Umar yang mendengar kemudian menangis. Betapa mulianya hati anak gadis
itu. Ketika pulang ke rumah, Umar bin Khattab menyuruh anak
lelakinya, Asim menikahi gadis itu. Kata Umar, "Semoga
lahir dari keturunan gadis ini bakal pemimpin Islam yang hebat kelak yang akan
memimpin orang-orang Arab dan Ajam”. Asim yang taat tanpa banyak tanya
segera menikahi gadis miskin tersebut. Pernikahan ini melahirkan anak perempuan
bernama Laila yang lebih dikenal dengan sebutan Ummu Asim. Ketika dewasa Ummu
Asim menikah dengan Abdul-Aziz bin Marwan yang melahirkan Umar bin Abdul-Aziz.
Jadi memang mereka keturunan orang yang kuat imannya dan juga tentu saja dengan
ijin Allah meng ijabah do’a kakek buyutnya Umar bin Khattab.
Tidak
mengherankan, kalau di era pemerintahan Umar bin Abdul Azis selama 2 tahun 5
bulan dan 5 hari, pemerintahan Islam waktu itu demikian mendapatkan barokah
Allah. Dikabarkan tidak ada rakyat yang miskin, sehingga tak seorangpun yang
berhak menerima zakat. Harta zakat terkumpul di baital mal di umumkan barang
siapa saja yang memerlukan pembiayaan untuk kehidupan dan memulai kehidupan
misalnya menikah, dapat meminta bantuan dari baital mal.
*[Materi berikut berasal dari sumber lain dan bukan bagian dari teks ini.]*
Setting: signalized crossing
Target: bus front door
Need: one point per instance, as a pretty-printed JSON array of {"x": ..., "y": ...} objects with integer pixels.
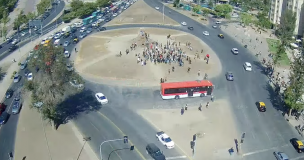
[{"x": 190, "y": 93}]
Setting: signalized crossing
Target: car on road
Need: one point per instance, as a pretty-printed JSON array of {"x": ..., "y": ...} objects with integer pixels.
[
  {"x": 247, "y": 66},
  {"x": 101, "y": 98},
  {"x": 235, "y": 51},
  {"x": 89, "y": 30},
  {"x": 3, "y": 118},
  {"x": 221, "y": 36},
  {"x": 297, "y": 144},
  {"x": 102, "y": 29},
  {"x": 17, "y": 78},
  {"x": 2, "y": 108},
  {"x": 23, "y": 65},
  {"x": 15, "y": 41},
  {"x": 82, "y": 35},
  {"x": 16, "y": 106},
  {"x": 9, "y": 93},
  {"x": 12, "y": 48},
  {"x": 229, "y": 76},
  {"x": 30, "y": 76},
  {"x": 67, "y": 54},
  {"x": 82, "y": 29},
  {"x": 155, "y": 152},
  {"x": 280, "y": 156},
  {"x": 190, "y": 28},
  {"x": 165, "y": 139},
  {"x": 66, "y": 43},
  {"x": 206, "y": 33}
]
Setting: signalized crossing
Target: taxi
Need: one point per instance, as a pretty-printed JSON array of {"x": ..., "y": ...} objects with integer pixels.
[
  {"x": 261, "y": 106},
  {"x": 221, "y": 36},
  {"x": 297, "y": 144}
]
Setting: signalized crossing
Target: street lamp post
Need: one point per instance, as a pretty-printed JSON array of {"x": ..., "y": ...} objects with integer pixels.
[
  {"x": 85, "y": 139},
  {"x": 125, "y": 139}
]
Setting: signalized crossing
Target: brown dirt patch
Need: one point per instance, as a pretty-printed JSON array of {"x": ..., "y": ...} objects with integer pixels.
[
  {"x": 98, "y": 59},
  {"x": 141, "y": 13}
]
Tapi sebaliknya
pemimpinnya hidup dalam kesederhanaan, sangat sederhana. Dikisahkan sang
halifah ketika menjelang azalnya hanya mengenakan baju yang sederhana dan menurut
isterinya tak ada baju yang lebih baik untuk dapat mengganti baju beliau.
Yang dapat dipetik dari peristiwa ini adalah:
1. Betapa
seorang khalifah (pemimpin negara) yang ketika itu besar dan luas, dengan lega
hati menerima nasihat seorang bocah dan kebetulan anaknya sendiri. Beda dengan
sebagain kita sekarang, jika mendengar pendapat dari bocah, apalagi berupa
nasihat, sering kita mengatakan “Kau tau
apa, anak masih bau kencur, sok tau nasihati orang tua”. Begitu juga kalau
anda mendapat amanah jadi pemimpin dalam strata apapun, baik agaknya
ditauladani perilaku ini. Perhatikanlah nasihat orang apalagi yang menasihati
orang banyak.
2. Bahwa
ada benarnya keturunan orang baik, atas izin Allah menjadi hamba Allah yang
baik, walau semuanya memang atas kehendak Allah, sebab ada juga Nabi mempunyai
keturunan yang tergolong tidak mendapat kebiakan. Ini mungkin baik jadi suri
tauladan bagi para ORTU untuk memadankan/menjodohkan/pasangan anak-anak mereka.
3. Do’a,
yang baik, baik dimohonkan kepada Allah, semoga do’a itu diijbah Allah,
terbukti do’a Umar Ibn Khattab ketika menyuruh anaknya menikahi nenek Umar Ibn
Aziz dikabulkan Allah.
4. Kedaaan
di pemerintahan era halifah Umar Ibn Abdul Aziz, negara dalam keadaan aman
sentausa makmur, sampai-sampai tak ada seorangpun rakyat yang berhak menerima
zakat. Dibalik itu pejabat-pejabat negara hidup dalam kesederhanaan, di beri
contoh oleh sang kepala negara.
Pernah
pula kedengar penceramah mengisahkan ketika wafatnya Umar bin Abdul Aziz,
langsung kambing-kambing dan hewan yang diambil susunya, susu mereka serta
merta volumenya menurun. Jadi bahwa kemakmuran dan keberkahan diberikan Allah
terkait langsung dengan keadilan para pemimpinnya. Wallahu ‘alam bishawab.